Erziehungsziel: Selbstbewusstsein

Wie Kinder vor sexuellen Übergriffen geschützt werden können


Studien belegen: Täter suchen sich bevorzugt unsicher und unselbständig wirkende Kinder. Damit es also erst gar nicht zu sexuellen Übergriffen kommt, ist es wichtig,  Kinder in ihrer Persönlichkeit zu stärken. 

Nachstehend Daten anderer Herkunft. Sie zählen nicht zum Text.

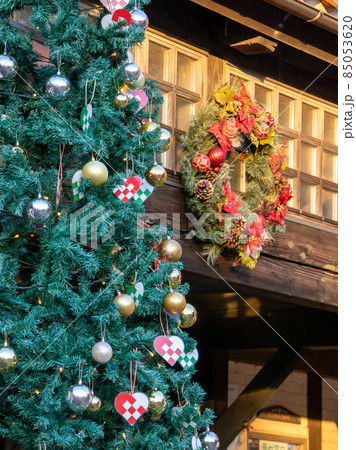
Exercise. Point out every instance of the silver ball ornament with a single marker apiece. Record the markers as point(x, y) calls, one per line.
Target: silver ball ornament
point(39, 209)
point(158, 402)
point(8, 359)
point(78, 397)
point(129, 58)
point(209, 440)
point(8, 67)
point(138, 84)
point(102, 352)
point(58, 87)
point(131, 72)
point(139, 18)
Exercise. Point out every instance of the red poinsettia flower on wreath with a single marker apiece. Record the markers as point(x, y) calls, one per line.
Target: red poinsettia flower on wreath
point(244, 122)
point(280, 207)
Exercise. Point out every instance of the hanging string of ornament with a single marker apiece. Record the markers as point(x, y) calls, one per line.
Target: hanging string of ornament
point(232, 127)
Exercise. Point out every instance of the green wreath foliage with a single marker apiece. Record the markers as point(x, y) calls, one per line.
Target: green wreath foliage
point(234, 126)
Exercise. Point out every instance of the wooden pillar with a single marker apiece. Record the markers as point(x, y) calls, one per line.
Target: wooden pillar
point(212, 374)
point(314, 393)
point(256, 393)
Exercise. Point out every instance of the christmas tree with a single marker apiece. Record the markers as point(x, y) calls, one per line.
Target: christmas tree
point(94, 353)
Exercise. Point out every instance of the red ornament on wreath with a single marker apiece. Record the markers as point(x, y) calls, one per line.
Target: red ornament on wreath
point(201, 163)
point(217, 156)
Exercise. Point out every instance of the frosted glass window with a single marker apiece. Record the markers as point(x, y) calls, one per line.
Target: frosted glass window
point(186, 69)
point(184, 111)
point(158, 61)
point(291, 151)
point(309, 120)
point(262, 96)
point(330, 128)
point(329, 204)
point(330, 166)
point(286, 111)
point(309, 161)
point(309, 198)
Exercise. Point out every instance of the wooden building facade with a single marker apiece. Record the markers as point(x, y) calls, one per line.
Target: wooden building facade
point(267, 338)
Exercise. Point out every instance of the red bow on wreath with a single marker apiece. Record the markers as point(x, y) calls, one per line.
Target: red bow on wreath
point(217, 129)
point(231, 204)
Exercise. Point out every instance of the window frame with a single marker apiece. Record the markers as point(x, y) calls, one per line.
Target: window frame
point(297, 136)
point(170, 88)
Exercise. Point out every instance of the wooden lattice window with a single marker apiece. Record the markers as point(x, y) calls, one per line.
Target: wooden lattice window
point(308, 126)
point(181, 73)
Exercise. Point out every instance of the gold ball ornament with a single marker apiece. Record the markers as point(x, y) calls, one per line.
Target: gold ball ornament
point(174, 303)
point(126, 304)
point(138, 84)
point(170, 250)
point(158, 402)
point(95, 403)
point(188, 317)
point(156, 175)
point(165, 140)
point(96, 171)
point(149, 127)
point(174, 278)
point(8, 359)
point(120, 100)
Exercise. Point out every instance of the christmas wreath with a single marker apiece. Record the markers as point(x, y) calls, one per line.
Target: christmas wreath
point(231, 125)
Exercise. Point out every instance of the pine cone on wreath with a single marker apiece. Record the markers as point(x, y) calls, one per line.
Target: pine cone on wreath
point(210, 176)
point(203, 189)
point(280, 182)
point(235, 233)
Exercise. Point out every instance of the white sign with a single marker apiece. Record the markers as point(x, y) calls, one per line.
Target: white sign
point(269, 445)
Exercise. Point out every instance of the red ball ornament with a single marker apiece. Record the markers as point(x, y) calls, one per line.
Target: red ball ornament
point(217, 156)
point(201, 163)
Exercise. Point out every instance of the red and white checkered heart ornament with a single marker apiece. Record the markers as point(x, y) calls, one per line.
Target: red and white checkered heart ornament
point(131, 406)
point(113, 5)
point(170, 348)
point(127, 190)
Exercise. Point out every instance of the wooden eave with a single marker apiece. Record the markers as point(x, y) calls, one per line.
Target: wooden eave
point(301, 268)
point(300, 58)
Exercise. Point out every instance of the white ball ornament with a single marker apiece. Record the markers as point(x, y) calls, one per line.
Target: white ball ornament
point(58, 87)
point(139, 18)
point(78, 397)
point(39, 209)
point(209, 440)
point(8, 67)
point(102, 352)
point(131, 72)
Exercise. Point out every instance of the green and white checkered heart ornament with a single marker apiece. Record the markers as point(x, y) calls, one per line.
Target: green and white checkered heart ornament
point(136, 292)
point(76, 182)
point(86, 116)
point(143, 192)
point(5, 121)
point(187, 360)
point(196, 443)
point(193, 422)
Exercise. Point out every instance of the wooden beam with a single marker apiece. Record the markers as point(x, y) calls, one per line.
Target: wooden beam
point(314, 394)
point(254, 396)
point(266, 30)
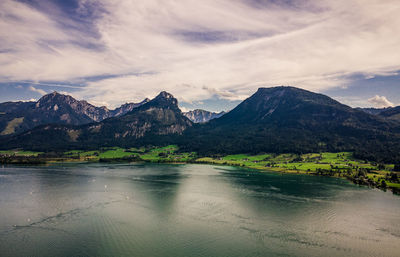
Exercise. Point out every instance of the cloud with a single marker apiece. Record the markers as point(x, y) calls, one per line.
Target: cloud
point(37, 90)
point(198, 49)
point(380, 101)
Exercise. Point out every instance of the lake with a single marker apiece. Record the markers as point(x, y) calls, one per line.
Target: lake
point(190, 210)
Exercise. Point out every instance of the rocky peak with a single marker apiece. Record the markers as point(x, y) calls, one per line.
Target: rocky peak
point(164, 100)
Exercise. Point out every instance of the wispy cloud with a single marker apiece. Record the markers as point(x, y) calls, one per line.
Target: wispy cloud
point(37, 90)
point(197, 49)
point(380, 101)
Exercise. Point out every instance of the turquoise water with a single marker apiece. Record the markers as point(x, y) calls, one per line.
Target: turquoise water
point(190, 210)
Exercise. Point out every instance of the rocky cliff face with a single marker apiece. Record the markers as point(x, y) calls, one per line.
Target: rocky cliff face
point(154, 122)
point(54, 108)
point(201, 116)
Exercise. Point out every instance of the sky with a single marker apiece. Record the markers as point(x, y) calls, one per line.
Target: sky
point(209, 54)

Ob zu Hause, in der Schule, auf der Straße, im Internet oder Sportverein – Studien zeigen:  Selbstbewusstsein ist der wirksamste Schutz vor sexuellem Missbrauch und sollte deshalb als erklärtes Erziehungsziel in der täglichen Arbeit von Eltern, Erziehern und Lehrern   verankert sein.

Prävention – Jungen und Mädchen stärken!

Spezielle Präventionsmaßnahmen für Kinder sind darauf ausgerichtet, frühzeitig das Selbstvertrauen, Selbstbewusstsein und Selbstwertgefühl der Kinder zu stärken und ihre Konflikt- und Kommunikationsfähigkeit zu fördern.

In Kursen und Rollenspielen lernen die Kinder spielerisch, die eigenen Gefühle und Bedürfnisse wahrzunehmen und zu äußern, und werden darin bestärkt, indem ihre Befindlichkeiten ernst genommen und ihre Privatsphäre respektiert werden.

Dazu gehört auch, dass das Kind lernt, NEIN sagen und über seinen Körper selbst bestimmen zu dürfen – egal, ob es um den feuchten Schmatzer der Oma oder die erdrückende Umarmung des Onkels geht. Denn ein gesundes Vertrauen in das eigene Bauchgefühl ist für starke Kinder elementar.

Trau Deinem Gefühl

Viele Peiniger nutzen ganz bewusst die Verschwiegenheit ihrer Opfer, indem sie ihnen einreden, ein gemeinsames Geheimnis zu hüten. Zu den Präventionsmaßnahmen gehört also auch, Kindern zu vermitteln: Es gibt gute und schlechte Geheimnisse! Und: Schlechte Geheimnisse dürfen weitergesagt werden!

Hilfe holen erlaubt

Doch auch stark sein ist nicht per se gut und richtig. Gerade Jungen stehen oft unter dem Druck, dass ihnen vermittelt wird, sie dürften Gefühle wie Angst und Scham nicht äußern. Sich Rat und Hilfe bei anderen zu suchen, wird oftmals als „nicht männlich“ abgetan.

Solche Mechanismen gilt es, in der Erziehungsarbeit bewusst zu vermeiden und den Kindern stattdessen zu zeigen: Wenn Dir jemand schlechte Gefühle bereitet, dann darfst Du dir Hilfe holen!